Join datasets A,B and replace matching entries with data from all columns in B
I have the following dataset A:
entry | tag_1 | tag_2 | tag_3 | tag_4 |
a | asd | ert | dfg | ghj |
b | asd | ert | dfg | ghj |
c | asd | ert | dfg | ghj |
And the following dataset B:
entry | tag_2 | tag_4 |
a | qwe | rty |
c | qwe | rty |
I would like to join them together so that when there's an entry match, the column in dataset A is filled with the values from dataset B. If there is no match, we keep the data from A. So the output is:
entry | tag_1 | tag_2 | tag_3 | tag_4 |
a | asd | qwe | dfg | rty |
b | asd | ert | dfg | ghj |
c | asd | qwe | dfg | rty |
What is the most efficient way to go about it? I had considered creating an inner join A + B where I only keep data from B columns, then a left join A + B where I exclude all entries that match between A and B, and finally stack the two - but this seems overly complicated?
I would also not consider the "Computed columns" option (e.g. with an if formula to fill in with B values) because in my real dataset I would have to compute data for around 20 columns.
Any suggestion?
Answers
-
tgb417 Dataiku DSS Core Designer, Dataiku DSS & SQL, Dataiku DSS ML Practitioner, Dataiku DSS Core Concepts, Neuron 2020, Neuron, Registered, Dataiku Frontrunner Awards 2021 Finalist, Neuron 2021, Neuron 2022, Frontrunner 2022 Finalist, Frontrunner 2022 Winner, Dataiku Frontrunner Awards 2021 Participant, Frontrunner 2022 Participant, Neuron 2023 Posts: 1,601 Neuron
@Flo_G
,Welcome to the Dataiku Community.
One of the cool things about Dataiku is that you can mix a variety of tools (SQL, R, Python, ... and the Built-in Visual tools) in a single data flow, using the most useful bits of all, and storing your data in a variety of data stores to meet the scale of the work you are doing.
I tend to back my Dataiku instance with a PostgreSQL server even on my laptop design node. So, I might use a SQL recipe to do this the most efficiently inside a SQL server:
Something like this is a SQL recipe:
Select A.entry as entry,
A.tag_1 as tag_1,
COALESCE(B.tag_2, A.tag_2) as tag_2,
B.tag_3 as tag_3,
COALESCE(B.tag_4, A.tag_4) as tag_4,
from A
Left Join B
on A.entry = B.entryThis assumes you have a SQL Server of some sort.

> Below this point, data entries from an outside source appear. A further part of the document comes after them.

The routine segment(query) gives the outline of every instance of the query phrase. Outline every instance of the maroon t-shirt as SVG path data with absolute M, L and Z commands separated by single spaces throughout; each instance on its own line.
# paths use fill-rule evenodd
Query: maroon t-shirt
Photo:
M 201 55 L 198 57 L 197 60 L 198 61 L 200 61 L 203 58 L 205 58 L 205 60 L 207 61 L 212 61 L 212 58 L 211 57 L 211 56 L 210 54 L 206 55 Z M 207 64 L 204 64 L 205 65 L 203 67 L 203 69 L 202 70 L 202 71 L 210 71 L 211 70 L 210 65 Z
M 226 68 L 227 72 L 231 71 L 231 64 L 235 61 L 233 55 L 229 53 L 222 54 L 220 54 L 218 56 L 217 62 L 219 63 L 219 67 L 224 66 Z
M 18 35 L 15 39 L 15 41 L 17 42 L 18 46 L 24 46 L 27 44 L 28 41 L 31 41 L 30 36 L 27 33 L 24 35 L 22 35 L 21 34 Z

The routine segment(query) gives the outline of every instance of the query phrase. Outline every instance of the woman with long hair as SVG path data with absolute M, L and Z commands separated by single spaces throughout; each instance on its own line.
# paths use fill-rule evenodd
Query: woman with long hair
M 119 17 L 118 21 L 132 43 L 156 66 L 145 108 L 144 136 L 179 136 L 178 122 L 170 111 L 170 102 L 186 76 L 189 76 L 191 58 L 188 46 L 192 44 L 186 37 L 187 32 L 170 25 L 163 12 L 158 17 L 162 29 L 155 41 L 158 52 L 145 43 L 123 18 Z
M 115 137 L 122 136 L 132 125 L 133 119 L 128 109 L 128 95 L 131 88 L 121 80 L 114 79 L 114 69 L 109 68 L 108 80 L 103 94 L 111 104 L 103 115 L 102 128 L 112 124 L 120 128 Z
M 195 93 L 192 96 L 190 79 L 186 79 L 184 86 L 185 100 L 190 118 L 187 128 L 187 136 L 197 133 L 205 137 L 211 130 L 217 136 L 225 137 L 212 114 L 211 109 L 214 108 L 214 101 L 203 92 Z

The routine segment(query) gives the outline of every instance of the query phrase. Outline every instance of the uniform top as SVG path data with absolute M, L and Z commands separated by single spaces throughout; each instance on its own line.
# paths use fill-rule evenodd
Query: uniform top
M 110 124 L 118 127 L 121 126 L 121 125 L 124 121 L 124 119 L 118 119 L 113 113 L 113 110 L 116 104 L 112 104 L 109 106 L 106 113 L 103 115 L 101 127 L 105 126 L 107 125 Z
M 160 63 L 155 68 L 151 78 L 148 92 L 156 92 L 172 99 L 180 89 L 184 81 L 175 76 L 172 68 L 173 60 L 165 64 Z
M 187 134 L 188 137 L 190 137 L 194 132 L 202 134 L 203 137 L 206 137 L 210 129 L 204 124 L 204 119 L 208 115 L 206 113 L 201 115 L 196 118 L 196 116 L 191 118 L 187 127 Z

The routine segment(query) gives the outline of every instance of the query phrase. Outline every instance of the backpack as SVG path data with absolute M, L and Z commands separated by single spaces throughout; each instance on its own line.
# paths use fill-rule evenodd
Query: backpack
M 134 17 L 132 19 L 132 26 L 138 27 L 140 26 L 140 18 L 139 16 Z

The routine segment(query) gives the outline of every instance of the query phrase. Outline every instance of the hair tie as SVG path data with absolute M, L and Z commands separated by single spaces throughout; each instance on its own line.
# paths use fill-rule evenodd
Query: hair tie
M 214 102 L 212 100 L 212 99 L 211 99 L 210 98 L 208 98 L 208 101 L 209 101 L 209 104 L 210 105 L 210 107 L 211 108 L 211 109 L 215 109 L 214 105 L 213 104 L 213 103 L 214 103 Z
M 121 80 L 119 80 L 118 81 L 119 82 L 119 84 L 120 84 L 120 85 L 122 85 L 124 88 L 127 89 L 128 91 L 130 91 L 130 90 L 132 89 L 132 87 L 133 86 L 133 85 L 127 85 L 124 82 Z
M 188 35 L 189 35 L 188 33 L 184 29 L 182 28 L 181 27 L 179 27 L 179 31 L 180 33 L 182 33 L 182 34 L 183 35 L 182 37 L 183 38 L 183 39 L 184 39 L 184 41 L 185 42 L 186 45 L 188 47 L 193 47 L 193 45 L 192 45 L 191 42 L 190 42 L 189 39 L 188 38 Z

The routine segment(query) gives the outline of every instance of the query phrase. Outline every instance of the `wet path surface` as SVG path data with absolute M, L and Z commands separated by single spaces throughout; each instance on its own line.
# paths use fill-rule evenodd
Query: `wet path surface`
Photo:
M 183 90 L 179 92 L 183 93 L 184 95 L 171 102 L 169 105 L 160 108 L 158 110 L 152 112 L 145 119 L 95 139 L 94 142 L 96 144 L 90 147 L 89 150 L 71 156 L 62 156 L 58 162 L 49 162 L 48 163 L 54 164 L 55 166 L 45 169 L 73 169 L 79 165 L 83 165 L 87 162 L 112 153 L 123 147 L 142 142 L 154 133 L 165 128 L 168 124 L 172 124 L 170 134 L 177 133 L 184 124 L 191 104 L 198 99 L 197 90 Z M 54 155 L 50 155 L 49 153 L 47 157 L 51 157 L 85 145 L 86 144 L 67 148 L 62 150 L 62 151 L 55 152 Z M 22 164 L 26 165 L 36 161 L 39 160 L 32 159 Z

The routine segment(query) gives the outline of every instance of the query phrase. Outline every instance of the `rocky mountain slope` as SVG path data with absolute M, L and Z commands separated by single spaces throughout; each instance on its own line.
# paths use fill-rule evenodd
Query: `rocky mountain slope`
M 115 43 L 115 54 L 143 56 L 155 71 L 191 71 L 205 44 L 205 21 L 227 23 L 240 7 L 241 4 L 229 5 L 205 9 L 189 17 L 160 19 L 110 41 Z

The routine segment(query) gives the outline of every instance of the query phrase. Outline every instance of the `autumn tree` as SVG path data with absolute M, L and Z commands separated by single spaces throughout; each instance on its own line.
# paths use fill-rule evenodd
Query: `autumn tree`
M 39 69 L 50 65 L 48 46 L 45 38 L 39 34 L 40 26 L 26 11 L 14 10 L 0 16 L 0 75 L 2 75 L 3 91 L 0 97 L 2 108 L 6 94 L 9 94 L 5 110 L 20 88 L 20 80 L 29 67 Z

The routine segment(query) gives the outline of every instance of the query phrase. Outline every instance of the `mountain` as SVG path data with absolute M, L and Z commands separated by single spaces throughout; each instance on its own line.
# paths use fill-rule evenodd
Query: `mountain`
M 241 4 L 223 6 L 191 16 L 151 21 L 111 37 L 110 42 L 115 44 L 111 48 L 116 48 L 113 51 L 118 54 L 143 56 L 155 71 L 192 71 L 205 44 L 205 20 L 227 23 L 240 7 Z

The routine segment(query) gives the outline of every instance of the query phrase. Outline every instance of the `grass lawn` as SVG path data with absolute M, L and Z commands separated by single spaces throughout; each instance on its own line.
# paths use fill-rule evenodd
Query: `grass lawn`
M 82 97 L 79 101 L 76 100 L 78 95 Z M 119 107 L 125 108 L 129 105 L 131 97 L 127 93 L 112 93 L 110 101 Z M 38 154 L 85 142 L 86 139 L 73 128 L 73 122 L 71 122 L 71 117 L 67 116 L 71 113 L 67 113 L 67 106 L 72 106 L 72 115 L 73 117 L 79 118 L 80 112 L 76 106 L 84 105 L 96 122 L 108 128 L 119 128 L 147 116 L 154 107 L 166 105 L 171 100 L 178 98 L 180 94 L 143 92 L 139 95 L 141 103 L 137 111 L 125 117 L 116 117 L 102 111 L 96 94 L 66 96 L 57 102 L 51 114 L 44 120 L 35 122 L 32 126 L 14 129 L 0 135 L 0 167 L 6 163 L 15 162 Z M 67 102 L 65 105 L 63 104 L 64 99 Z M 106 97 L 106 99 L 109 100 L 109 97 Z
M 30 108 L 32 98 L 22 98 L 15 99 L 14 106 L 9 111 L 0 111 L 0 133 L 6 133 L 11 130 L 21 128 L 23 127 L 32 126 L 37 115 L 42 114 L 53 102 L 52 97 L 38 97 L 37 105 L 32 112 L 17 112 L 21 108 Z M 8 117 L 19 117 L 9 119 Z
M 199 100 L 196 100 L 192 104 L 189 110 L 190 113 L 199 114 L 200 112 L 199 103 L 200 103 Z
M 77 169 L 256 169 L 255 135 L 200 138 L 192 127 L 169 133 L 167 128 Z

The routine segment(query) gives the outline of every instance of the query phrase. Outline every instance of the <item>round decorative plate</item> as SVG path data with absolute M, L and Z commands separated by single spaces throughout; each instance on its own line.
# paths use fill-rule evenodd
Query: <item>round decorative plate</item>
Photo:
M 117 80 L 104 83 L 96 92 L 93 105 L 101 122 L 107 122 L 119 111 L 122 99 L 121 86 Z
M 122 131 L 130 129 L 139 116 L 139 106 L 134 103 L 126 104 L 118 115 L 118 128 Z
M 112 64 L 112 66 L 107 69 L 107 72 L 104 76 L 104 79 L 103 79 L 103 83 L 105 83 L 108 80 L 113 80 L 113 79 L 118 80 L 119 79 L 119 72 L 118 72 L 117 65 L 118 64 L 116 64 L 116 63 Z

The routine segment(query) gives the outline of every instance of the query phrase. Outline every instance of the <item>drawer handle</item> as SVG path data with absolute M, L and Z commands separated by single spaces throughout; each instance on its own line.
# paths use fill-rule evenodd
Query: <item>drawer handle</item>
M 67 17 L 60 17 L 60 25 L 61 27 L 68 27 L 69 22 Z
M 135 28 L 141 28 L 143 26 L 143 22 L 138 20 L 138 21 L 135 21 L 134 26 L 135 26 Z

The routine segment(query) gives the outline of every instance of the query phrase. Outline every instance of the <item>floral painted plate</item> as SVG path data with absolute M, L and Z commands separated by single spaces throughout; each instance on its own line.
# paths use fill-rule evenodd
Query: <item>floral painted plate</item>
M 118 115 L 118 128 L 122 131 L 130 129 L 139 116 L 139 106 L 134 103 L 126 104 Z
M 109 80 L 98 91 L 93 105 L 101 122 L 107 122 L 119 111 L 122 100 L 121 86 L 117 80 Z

If you are using built-in data storage you might try a Visual Join Recipe using a left join like above (which is the default) and a post join computed column for tag_2 and tag_4 that uses a formula something like this.
Assuming on the select column screen you have set the prefix to A for table A and B for Table B.
COALESCE(B_tag_2, A_tag_2)
As I said at the top of this note there are lots of ways to pull off these things with DSS. I'm sure others might think of an R way and a Python Way. You might be able to do this with several steps in a single visual recipe. Using a Join Step, followed by two formula steps to implement the Coalesce steps, followed by a bit of cleanup to get rid of the extra copies of columns.
Let us know how you get on with this.
Others please feel free to jump in with your favorite solution to this kind of problem.
-
@tgb417
thank you for the input! Indeed the file at the moment is stored locally, so I don't have the SQL recipe option.My main concern was to avoid the work of coalescing every column individually (I have about 20 to replace), I'll see if I can write a simpler workaround in R or Python
-
At the end I decided to go with the join + stack option:
- Inner join A and B, select all columns from B and unselect the corresponding columns from A - so all values are replaced
- Left excluding join A and B: take from B only the ID column, then filter rows where B.ID is null (ref. http://www.codeproject.com/Articles/33052/Visual-Representation-of-SQL-Joins)
- Stack A and B
- For some reason one row is duplicated, so I run a distinct recipe to clean it up
Hope this helps someone else in the future!